Sok Devin, Pauthner Matthias, Briney Bryan, Lee Jeong Hyun, Saye-Francisco Karen L, Hsueh Jessica, Ramos Alejandra, Le Khoa M, Jones Meaghan, Jardine Joseph G, Bastidas Raiza, Sarkar Anita, Liang Chi-Hui, Shivatare Sachin S, Wu Chung-Yi, Schief William R, Wong Chi-Huey, Wilson Ian A, Ward Andrew B, Zhu Jiang, Poignard Pascal, Burton Dennis R
Department of Immunology and Microbial Science, The Scripps Research Institute, La Jolla, CA 92037, USA; IAVI Neutralizing Antibody Center and the Collaboration for AIDS Vaccine Discovery, The Scripps Research Institute, La Jolla, CA 92037, USA; Center for HIV/AIDS Vaccine Immunology and Immunogen Discovery (CHAVI-ID), The Scripps Research Institute, La Jolla, CA 92037, USA; International AIDS Vaccine Initiative, New York, NY 10004, USA.
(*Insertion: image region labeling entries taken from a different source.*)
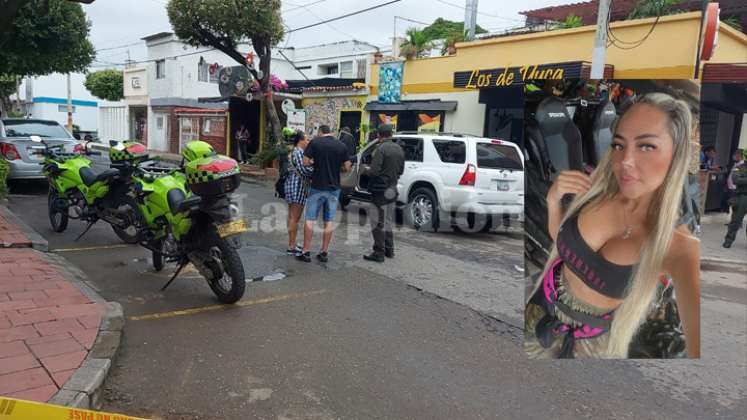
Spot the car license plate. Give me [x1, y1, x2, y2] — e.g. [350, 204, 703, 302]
[218, 219, 247, 238]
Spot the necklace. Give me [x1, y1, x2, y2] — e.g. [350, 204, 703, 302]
[622, 206, 633, 239]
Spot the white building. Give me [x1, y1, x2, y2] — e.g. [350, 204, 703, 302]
[135, 32, 388, 153]
[19, 73, 101, 131]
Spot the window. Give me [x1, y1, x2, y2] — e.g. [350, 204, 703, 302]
[197, 57, 208, 82]
[156, 60, 166, 79]
[395, 138, 423, 162]
[340, 61, 353, 79]
[355, 58, 368, 79]
[57, 105, 75, 114]
[433, 140, 467, 163]
[202, 118, 226, 137]
[477, 143, 524, 170]
[319, 63, 339, 76]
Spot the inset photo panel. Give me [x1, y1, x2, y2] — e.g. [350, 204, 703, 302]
[524, 79, 702, 359]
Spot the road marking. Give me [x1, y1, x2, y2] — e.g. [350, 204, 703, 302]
[0, 397, 144, 420]
[128, 289, 327, 321]
[52, 244, 129, 252]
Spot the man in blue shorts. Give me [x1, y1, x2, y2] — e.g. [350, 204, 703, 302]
[296, 125, 353, 262]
Department of Immunology and Microbial Science, The Scripps Research Institute, La Jolla, CA 92037, USA; IAVI Neutralizing Antibody Center and the Collaboration for AIDS Vaccine Discovery, The Scripps Research Institute, La Jolla, CA 92037, USA; Center for HIV/AIDS Vaccine Immunology and Immunogen Discovery (CHAVI-ID), The Scripps Research Institute, La Jolla, CA 92037, USA.
Immunity. 2016 Jul 19;45(1):31-45. doi: 10.1016/j.immuni.2016.06.026.
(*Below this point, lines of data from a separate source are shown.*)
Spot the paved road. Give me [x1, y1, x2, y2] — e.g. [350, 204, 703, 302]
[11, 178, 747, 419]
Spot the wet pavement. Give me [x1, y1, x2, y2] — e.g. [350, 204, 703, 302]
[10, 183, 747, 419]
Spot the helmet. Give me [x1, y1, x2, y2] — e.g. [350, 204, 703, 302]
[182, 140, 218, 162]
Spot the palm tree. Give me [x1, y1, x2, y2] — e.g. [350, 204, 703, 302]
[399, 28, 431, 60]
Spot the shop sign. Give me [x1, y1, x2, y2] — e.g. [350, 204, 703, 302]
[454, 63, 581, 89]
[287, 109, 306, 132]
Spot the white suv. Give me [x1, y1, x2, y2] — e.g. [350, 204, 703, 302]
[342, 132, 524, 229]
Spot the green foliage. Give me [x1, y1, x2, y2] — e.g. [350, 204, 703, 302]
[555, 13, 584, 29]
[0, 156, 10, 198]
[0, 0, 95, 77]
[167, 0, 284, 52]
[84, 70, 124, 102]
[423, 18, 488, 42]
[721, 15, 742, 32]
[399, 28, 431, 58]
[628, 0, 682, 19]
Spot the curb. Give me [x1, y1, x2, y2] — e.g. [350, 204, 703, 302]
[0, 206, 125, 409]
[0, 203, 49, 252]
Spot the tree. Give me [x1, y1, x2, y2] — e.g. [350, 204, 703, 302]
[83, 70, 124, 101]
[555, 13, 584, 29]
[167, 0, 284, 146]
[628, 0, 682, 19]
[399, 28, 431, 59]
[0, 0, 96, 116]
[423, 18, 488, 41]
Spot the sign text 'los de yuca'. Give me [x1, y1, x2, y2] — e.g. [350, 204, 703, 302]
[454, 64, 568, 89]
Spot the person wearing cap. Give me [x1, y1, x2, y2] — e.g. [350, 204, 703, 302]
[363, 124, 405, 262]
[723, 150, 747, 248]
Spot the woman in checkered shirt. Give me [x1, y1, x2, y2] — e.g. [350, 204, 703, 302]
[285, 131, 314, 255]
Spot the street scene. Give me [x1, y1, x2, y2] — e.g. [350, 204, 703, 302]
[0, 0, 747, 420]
The dense patch of high-mannose-type glycans surrounding the N332 glycan on the HIV envelope glycoprotein (Env) is targeted by multiple broadly neutralizing antibodies (bnAbs). This region is relatively conserved, implying functional importance, the origins of which are not well understood. Here we describe the isolation of new bnAbs targeting this region. Examination of these and previously described antibodies to Env revealed that four different bnAb families targeted the (324)GDIR(327) peptide stretch at the base of the gp120 V3 loop and its nearby glycans. We found that this peptide stretch constitutes part of the CCR5 co-receptor binding site, with the high-mannose patch glycans serving to camouflage it from most antibodies. GDIR-glycan bnAbs, in contrast, bound both (324)GDIR(327) peptide residues and high-mannose patch glycans, which enabled broad reactivity against diverse HIV isolates. Thus, as for the CD4 binding site, bnAb effectiveness relies on circumventing the defenses of a critical functional region on Env.
HIV包膜糖蛋白(Env)上围绕N332聚糖的高甘露糖型聚糖密集区域是多种广谱中和抗体(bnAbs)的作用靶点。该区域相对保守,暗示其具有功能重要性,但其起源尚不清楚。在此,我们描述了针对该区域的新型bnAbs的分离。对这些以及先前描述的Env抗体的研究表明,四个不同的bnAb家族靶向gp120 V3环底部的(324)GDIR(327)肽段及其附近的聚糖。我们发现,该肽段构成CCR5共受体结合位点的一部分,高甘露糖补丁聚糖可将其大部分抗体掩盖。相比之下,GDIR-聚糖bnAbs既能结合(324)GDIR(327)肽段残基,也能结合高甘露糖补丁聚糖,从而对多种HIV分离株具有广泛的反应性。因此,就像CD4结合位点一样,bnAb的有效性依赖于规避Env上关键功能区域的防御机制。